90年代後半の「青春×ホラー」といえばやっぱりこれ。


実際「青春映画」と「スラッシャーホラー」のいいとこ取りって感じで、若者たちのキラキラ(というよりはドロドロ)した人間関係と罪悪感、不安感がうまく描かれているんですよね。


冒頭の「事故」のシーンは意外と衝撃的で、「隠そう」と決断する彼らの未熟さに共感しつつ、「絶対バレる!」とツッコまずにはいられない。


けれど人間、いざとなるとこんな行動に出てしまうのかも、なんてリアルな恐怖も感じます。 


一年後、脅迫めいた手紙が届きだし、説明のつかない出来事が連続しはじめてからの流れは、正統派ホラーの醍醐味。


誰を信じていいかわからない緊張感。人と人との間に生まれる疑心暗鬼。


ジュリーたちの心がどんどん追い詰められていく様子には、どこか自分の学生時代の失敗や後悔も重なる気がして、自然に自分ごととして観てしまいました。


何より印象的なのが“かぎ爪の男”のヴィジュアルと存在感。


殺人鬼なのに超能力じみた恐ろしさではなく、「もしかしたら本当にこんな人がいるかも」と思わせるリアルな空気が漂っていて、妙に背筋が寒くなります。


派手なゴア表現ではなく、ひたすらじわじわと恐怖が忍び寄る感じ。


寡黙に追い詰めてくる敵のタイプ、90年代ホラーでは珍しかったかもしれません。


ストーリー展開も意外とスピーディでテンポがよく、B級ど真ん中っぽいノリと、どこか懐かしい学園ドラマのバランスが絶妙。


ジェニファー・ラブ・ヒューイット演じるジュリーは、事件で止まったままの心を抱えたヒロインとしてとても魅力的。


今見ても「青春ホラーのアイコン」というべき存在感ですし、サラ・ミシェル・ゲラーも本作の成功で一気にスターの仲間入りしたのも納得です。

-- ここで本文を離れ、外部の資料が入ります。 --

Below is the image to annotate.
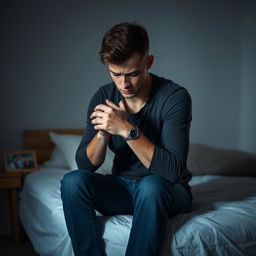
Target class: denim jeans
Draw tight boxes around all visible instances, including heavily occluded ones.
[61,170,191,256]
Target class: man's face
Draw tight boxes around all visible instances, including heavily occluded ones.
[108,53,153,99]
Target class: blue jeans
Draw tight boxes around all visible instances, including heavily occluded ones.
[61,170,191,256]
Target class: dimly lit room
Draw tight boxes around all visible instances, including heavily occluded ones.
[0,0,256,256]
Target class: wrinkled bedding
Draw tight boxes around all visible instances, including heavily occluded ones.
[19,166,256,256]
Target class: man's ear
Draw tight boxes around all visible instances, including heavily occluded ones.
[147,55,154,69]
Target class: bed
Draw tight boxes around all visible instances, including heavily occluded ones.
[19,129,256,256]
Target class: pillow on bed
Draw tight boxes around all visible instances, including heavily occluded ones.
[187,143,256,176]
[44,146,68,168]
[49,132,114,174]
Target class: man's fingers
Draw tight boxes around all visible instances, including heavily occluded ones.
[106,99,119,109]
[119,100,126,111]
[94,104,111,112]
[90,110,106,119]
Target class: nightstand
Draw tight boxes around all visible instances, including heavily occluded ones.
[0,172,21,244]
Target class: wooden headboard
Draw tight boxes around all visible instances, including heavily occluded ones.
[23,129,84,164]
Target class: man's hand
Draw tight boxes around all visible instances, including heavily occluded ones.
[90,99,133,137]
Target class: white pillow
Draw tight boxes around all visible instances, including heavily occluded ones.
[49,132,114,174]
[49,132,82,170]
[44,146,68,168]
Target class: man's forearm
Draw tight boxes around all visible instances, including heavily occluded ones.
[85,131,111,165]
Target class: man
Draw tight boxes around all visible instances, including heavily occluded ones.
[61,23,192,256]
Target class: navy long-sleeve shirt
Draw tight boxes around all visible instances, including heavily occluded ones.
[76,74,192,190]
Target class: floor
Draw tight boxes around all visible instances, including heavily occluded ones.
[0,235,39,256]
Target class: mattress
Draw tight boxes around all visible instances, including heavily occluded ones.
[19,166,256,256]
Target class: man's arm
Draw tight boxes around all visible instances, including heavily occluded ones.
[85,131,111,166]
[91,90,191,183]
[88,100,155,168]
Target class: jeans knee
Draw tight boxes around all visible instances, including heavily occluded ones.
[60,170,91,196]
[137,175,173,201]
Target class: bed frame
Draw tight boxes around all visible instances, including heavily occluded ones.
[23,129,84,164]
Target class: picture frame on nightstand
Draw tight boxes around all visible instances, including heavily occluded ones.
[4,150,38,173]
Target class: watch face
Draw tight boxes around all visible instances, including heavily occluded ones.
[130,129,138,139]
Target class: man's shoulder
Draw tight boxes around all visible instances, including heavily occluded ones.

細部まで見ると「ここは無理があるな」とか「展開が強引じゃないか?」みたいなツッコミどころももちろんあります。


でも、そこも含めて非常に“90年代らしい”味わい。思春期特有のドラマ、仲間を守るための葛藤、取り返しのつかない過ちと、それを抱えて生きるしかないもどかしさ――ちょっと切ないテーマも感じさせてくれる作品です。


また、終盤のクレーンを使ったバトルは、「え、そんなに都合よく助かる!?」というツッコミもありつつ、やっぱり盛り上がっちゃう。


ラストで「また同じような脅迫が…」と安直に“継続”を匂わせるパターンは、現代の目で見ればベタ過ぎるけど当時は新鮮でドキドキしたものです。


本作がヒットしたからこそ、“ティーンホラー”というジャンルが一気に盛り上がり、『スクリーム』や続編たちも次々に公開されていきました。


ホラーとしてだけでなく、その時代の熱気や空気感までも体感できる――そういう意味で、今観ても「古さ」ではなく「懐かしさ」として楽しめる1本だと思います。


ホラー入門としても、キャスト目当てで観るのも、また人間の葛藤や罪に興味がある人にもおすすめです。